In 1997, observations with the Hipparcos satellite showed the depth of both eclipses was lower than they were 20 years earlier. In 2012, P. Zasche and A. Paschke showed that the inclination of the orbital plane for the inner pair had changed by 15° since its discovery. The third member of the system is causing the orbit of the inner pair to precess, resulting in a change of inclination of 7.8° over the same period. By 2022, the eclipses have come to an end, with the final observed events captured by the TESS space telescope in 2019. Examination of earlier data showed that the eclipses had begun in the early 1920s, and the system is predicted to resume eclipses in 2195.
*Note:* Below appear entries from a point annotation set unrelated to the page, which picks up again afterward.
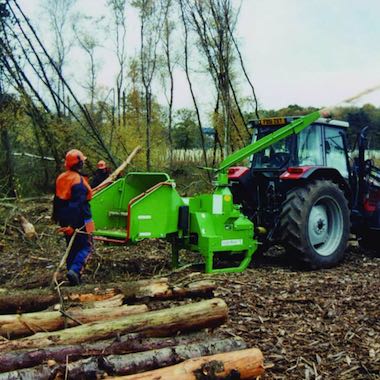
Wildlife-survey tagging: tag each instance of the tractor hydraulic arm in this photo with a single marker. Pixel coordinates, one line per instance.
(294, 127)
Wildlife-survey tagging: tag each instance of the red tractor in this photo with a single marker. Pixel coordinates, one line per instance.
(308, 194)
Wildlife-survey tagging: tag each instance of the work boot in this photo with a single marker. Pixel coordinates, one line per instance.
(73, 278)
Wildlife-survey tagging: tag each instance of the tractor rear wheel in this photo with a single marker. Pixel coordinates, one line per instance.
(315, 223)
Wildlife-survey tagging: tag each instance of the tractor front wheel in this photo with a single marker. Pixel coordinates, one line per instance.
(315, 223)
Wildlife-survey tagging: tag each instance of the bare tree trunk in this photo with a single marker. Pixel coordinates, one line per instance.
(165, 322)
(243, 365)
(186, 47)
(10, 173)
(124, 344)
(148, 360)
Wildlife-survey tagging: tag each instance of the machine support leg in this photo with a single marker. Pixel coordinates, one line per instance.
(175, 255)
(209, 262)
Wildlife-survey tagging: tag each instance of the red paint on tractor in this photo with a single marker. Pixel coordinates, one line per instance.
(295, 172)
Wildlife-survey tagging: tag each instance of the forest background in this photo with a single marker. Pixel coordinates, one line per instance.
(44, 112)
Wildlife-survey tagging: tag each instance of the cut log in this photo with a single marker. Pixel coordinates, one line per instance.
(115, 301)
(15, 360)
(148, 360)
(27, 227)
(16, 325)
(195, 316)
(160, 289)
(25, 301)
(243, 365)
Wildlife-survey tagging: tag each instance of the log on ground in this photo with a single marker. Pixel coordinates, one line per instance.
(153, 359)
(165, 322)
(124, 344)
(40, 299)
(244, 365)
(16, 325)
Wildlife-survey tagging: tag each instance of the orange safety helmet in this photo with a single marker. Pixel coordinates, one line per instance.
(101, 164)
(73, 157)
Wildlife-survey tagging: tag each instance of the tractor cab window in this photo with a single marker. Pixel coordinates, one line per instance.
(335, 151)
(310, 146)
(276, 156)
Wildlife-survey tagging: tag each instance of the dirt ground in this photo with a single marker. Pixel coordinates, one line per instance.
(309, 325)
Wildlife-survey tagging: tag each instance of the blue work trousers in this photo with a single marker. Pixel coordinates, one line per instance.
(79, 252)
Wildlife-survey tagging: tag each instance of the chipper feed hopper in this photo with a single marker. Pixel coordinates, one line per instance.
(147, 205)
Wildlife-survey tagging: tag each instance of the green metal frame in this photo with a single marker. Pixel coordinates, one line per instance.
(146, 205)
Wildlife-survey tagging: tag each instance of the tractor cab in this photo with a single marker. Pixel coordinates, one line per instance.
(323, 144)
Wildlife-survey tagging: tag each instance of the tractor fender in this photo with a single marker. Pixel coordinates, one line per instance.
(308, 173)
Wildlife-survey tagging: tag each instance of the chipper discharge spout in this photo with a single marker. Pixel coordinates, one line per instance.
(147, 205)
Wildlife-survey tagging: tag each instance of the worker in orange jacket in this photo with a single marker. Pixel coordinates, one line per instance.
(71, 210)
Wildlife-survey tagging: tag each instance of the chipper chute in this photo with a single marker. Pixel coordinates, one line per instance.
(147, 205)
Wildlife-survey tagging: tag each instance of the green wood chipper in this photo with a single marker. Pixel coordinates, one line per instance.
(147, 205)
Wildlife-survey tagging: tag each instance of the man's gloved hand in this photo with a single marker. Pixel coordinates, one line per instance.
(89, 226)
(68, 231)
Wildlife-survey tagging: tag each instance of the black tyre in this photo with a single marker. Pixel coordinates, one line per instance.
(315, 223)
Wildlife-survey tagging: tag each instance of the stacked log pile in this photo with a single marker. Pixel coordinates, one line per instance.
(91, 332)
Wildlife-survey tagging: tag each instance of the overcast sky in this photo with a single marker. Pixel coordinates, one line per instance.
(306, 52)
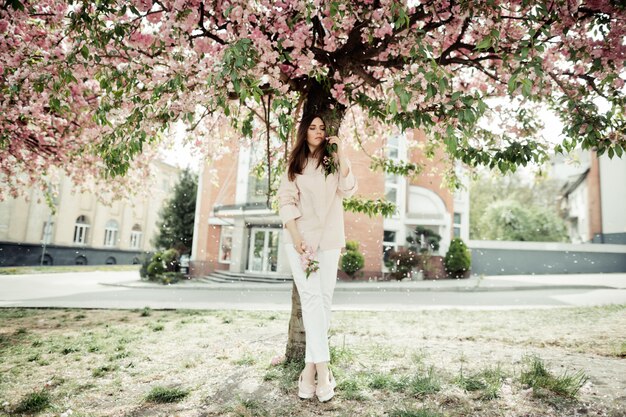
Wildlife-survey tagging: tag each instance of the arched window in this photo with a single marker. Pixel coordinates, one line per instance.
(135, 237)
(81, 229)
(47, 260)
(110, 233)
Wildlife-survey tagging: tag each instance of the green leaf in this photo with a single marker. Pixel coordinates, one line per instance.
(485, 43)
(393, 106)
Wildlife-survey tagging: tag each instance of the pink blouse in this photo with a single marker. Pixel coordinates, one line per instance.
(315, 202)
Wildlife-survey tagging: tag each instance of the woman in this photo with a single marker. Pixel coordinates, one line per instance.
(311, 209)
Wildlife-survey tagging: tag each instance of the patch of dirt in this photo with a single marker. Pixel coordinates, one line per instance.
(222, 358)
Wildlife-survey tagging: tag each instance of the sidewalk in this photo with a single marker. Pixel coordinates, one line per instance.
(473, 284)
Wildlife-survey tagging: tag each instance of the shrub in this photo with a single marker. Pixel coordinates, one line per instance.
(155, 269)
(146, 260)
(457, 260)
(170, 277)
(402, 263)
(170, 258)
(352, 261)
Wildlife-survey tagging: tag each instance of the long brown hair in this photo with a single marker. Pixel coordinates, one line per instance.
(301, 151)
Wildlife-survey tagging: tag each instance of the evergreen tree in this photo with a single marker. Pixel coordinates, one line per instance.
(177, 215)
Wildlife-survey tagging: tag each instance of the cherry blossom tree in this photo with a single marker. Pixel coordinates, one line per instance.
(90, 86)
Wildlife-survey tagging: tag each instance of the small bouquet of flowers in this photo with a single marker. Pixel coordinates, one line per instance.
(330, 166)
(308, 262)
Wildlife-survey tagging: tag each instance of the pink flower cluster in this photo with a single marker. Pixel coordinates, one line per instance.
(308, 262)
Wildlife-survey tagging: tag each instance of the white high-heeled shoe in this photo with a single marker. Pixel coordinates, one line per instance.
(326, 394)
(305, 391)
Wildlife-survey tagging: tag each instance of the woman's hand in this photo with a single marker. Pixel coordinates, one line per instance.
(299, 244)
(336, 140)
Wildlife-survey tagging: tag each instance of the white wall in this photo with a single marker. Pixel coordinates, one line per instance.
(613, 194)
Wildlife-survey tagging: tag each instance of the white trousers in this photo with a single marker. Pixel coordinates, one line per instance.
(316, 296)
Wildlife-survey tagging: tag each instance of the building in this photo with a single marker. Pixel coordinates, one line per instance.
(83, 230)
(593, 200)
(236, 231)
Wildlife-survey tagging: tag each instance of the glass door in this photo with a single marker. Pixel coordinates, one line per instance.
(263, 255)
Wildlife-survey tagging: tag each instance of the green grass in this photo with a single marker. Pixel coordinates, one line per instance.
(413, 412)
(341, 355)
(245, 360)
(289, 374)
(541, 380)
(33, 403)
(424, 384)
(351, 389)
(487, 382)
(166, 395)
(102, 370)
(22, 270)
(251, 407)
(388, 381)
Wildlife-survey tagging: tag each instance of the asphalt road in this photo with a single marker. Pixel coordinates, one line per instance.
(101, 290)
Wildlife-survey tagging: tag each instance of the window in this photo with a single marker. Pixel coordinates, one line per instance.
(46, 232)
(81, 229)
(389, 244)
(47, 260)
(110, 233)
(226, 244)
(135, 237)
(457, 224)
(391, 180)
(393, 148)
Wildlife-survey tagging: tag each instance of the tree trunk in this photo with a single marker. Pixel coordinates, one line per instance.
(318, 101)
(296, 342)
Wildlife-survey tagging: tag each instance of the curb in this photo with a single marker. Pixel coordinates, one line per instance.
(341, 288)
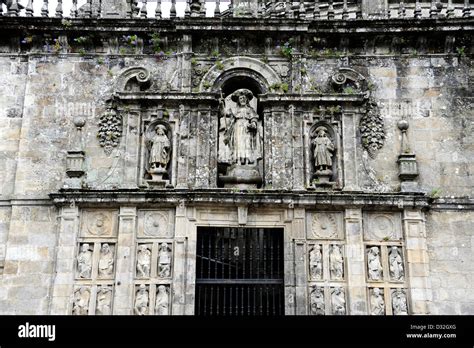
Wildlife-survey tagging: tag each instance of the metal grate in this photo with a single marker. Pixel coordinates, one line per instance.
(239, 271)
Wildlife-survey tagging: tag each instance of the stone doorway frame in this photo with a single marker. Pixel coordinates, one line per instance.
(188, 219)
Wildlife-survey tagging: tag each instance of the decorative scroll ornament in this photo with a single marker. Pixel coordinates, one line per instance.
(110, 130)
(372, 129)
(347, 80)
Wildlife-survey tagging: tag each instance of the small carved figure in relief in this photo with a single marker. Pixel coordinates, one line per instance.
(396, 264)
(104, 301)
(336, 262)
(374, 264)
(160, 150)
(143, 261)
(317, 301)
(315, 262)
(81, 301)
(338, 302)
(141, 300)
(377, 303)
(162, 301)
(399, 302)
(164, 261)
(242, 134)
(84, 261)
(323, 149)
(106, 261)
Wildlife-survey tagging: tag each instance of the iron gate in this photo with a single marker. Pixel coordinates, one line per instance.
(239, 271)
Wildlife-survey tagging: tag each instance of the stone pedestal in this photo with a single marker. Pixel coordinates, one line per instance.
(241, 176)
(114, 8)
(158, 176)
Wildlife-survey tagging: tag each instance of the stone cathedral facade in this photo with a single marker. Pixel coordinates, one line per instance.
(254, 158)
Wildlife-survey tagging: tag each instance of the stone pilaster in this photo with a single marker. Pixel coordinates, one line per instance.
(125, 261)
(417, 261)
(61, 302)
(355, 266)
(179, 276)
(351, 161)
(373, 8)
(300, 276)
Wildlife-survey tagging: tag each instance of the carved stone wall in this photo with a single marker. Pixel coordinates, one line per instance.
(106, 98)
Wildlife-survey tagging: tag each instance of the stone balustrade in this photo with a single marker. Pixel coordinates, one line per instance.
(302, 10)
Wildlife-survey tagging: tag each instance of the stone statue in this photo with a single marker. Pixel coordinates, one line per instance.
(323, 149)
(317, 301)
(104, 301)
(338, 302)
(160, 150)
(84, 261)
(80, 305)
(377, 304)
(395, 264)
(336, 262)
(374, 264)
(399, 302)
(164, 261)
(242, 134)
(143, 261)
(162, 301)
(106, 261)
(315, 262)
(141, 301)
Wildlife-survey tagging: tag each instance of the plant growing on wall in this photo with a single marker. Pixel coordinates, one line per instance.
(372, 129)
(286, 50)
(110, 130)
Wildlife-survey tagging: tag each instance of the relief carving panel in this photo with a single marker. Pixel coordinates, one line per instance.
(99, 223)
(156, 224)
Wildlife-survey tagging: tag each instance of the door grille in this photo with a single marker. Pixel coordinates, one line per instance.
(239, 271)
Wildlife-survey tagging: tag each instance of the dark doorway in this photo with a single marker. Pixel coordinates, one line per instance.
(239, 271)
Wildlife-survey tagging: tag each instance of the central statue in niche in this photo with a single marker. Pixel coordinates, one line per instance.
(240, 140)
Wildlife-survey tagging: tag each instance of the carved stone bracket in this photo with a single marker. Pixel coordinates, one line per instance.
(133, 79)
(110, 130)
(372, 129)
(346, 78)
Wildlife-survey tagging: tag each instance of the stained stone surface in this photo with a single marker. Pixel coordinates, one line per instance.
(301, 80)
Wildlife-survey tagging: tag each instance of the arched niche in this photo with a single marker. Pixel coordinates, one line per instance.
(161, 175)
(327, 175)
(239, 68)
(133, 79)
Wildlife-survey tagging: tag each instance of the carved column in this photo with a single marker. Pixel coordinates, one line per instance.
(186, 66)
(351, 161)
(131, 134)
(184, 273)
(65, 261)
(125, 261)
(417, 261)
(355, 268)
(300, 277)
(373, 8)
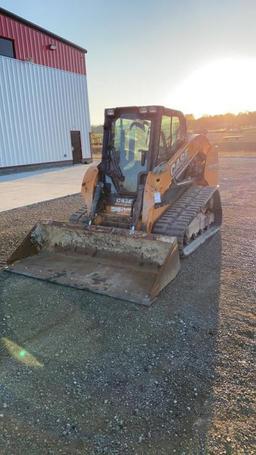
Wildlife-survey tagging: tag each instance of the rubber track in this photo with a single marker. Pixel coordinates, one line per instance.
(175, 220)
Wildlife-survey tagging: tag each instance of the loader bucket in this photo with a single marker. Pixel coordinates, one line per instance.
(104, 260)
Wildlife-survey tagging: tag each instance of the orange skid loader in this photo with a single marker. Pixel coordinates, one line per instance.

The combined stellar classification of this system is F5V, matching an F-type main-sequence star. The inner pair form a detached binary system that show ellipsoidal variation due to tidal interaction. The primary member, designated component A, has 1.31 times the mass and 1.28 times the radius of the Sun. The marginally smaller secondary, component B, has 1.27 times the mass with 1.22 times the radius of the Sun. The unseen third member, component C, has about 56% of the Sun's mass.